Arene variabilis

Scientific classification
- Kingdom: Animalia
- Phylum: Mollusca
- Class: Gastropoda
- Subclass: Vetigastropoda
- Order: Trochida
- Family: Areneidae
- Genus: Arene
- Species: A. variabilis
- Binomial name: Arene variabilis (Dall, 1889)
- Synonyms: Liotia (Arene) variabilis Dall, 1889 superseded combination; Liotia variabilis Dall, 1889 (original combination);

= Arene variabilis =

- Authority: (Dall, 1889)
- Synonyms: Liotia (Arene) variabilis Dall, 1889 superseded combination, Liotia variabilis Dall, 1889 (original combination)

Species of gastropod

Arene variabilis is a species of sea snail, a marine gastropod mollusc in the family Areneidae.

==Description==

The shell can grow to be 6 mm in length.

(Original description) The shell is trochiform (top-shaped), colored white or waxen, and comprises about five whorls, including a minute, smooth protoconch. The suture is distinct and channeled.

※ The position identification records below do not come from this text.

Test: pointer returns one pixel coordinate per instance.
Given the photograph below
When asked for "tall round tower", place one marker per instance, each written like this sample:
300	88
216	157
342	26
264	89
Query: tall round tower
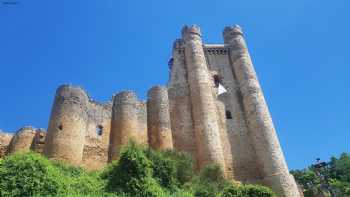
270	157
67	127
125	126
22	140
158	119
206	125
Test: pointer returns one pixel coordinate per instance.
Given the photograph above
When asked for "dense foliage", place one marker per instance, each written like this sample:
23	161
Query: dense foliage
139	172
332	178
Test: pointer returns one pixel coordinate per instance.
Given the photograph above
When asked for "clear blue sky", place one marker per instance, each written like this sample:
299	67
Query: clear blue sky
300	49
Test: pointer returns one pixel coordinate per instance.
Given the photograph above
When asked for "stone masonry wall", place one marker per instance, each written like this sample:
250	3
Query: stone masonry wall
95	153
180	103
206	127
125	125
243	153
233	129
5	139
22	140
67	127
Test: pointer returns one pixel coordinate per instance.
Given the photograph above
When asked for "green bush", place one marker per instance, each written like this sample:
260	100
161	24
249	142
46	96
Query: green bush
139	172
246	191
184	165
28	175
132	174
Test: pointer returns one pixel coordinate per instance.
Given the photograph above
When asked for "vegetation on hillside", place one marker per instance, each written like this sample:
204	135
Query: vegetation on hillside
334	178
140	172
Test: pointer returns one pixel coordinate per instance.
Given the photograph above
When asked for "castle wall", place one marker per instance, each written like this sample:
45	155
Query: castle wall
226	146
233	129
207	131
159	128
142	136
67	126
39	141
95	153
270	157
125	122
22	140
180	103
243	153
5	139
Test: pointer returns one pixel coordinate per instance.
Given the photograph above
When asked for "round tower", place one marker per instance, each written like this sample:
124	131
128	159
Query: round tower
22	140
206	124
125	125
270	157
158	119
67	126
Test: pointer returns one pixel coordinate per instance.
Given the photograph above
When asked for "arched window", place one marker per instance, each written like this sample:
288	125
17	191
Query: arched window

The shell's ornamentation is a combination of prominent axial and complex spiral elements. The axial sculpture consists of sharp, closely set, elevated lamellae (thin, plate-like ridges). These lamellae are continuous over the entire surface and conform closely to the lines of growth, though they are less elevated and more irregular than those of similar species. The spiral sculpture on the body whorl is complex and differentiated. A strong ridge is present near the suture, accompanied by a much smaller, adjacent ridge just external to it. The peripheral area features three major spirals: a very stout spiral near the periphery, another at the periphery, and a third slightly below and internal to the periphery, which defines the basal margin. The flattened area between the basal margin and the umbilical area has five or six fine, simple, raised spirals crossed by the axial lamellae.

The umbilicus is small and mostly smooth. It is bordered by an elaborate margin. The outer edge is marked by a stout rib bearing pointed nodules. Outside of this stout rib is a groove, followed by a finer spiral with rounded nodules.

In the typical shell form, a single spiral thread within the umbilicus bears sparse lamellar spines near the umbilical carina.

The aperture is nearly circular and hardly reflected. It is produced above and features a small row of faint, round tubercles on the lower inner edge, just within the margin. The operculum is horny and multispiral, dotted with bead-like, calcareous granules.

==Distribution==
This marine species occurs in the Caribbean Sea, the Gulf of Mexico and the Lesser Antilles.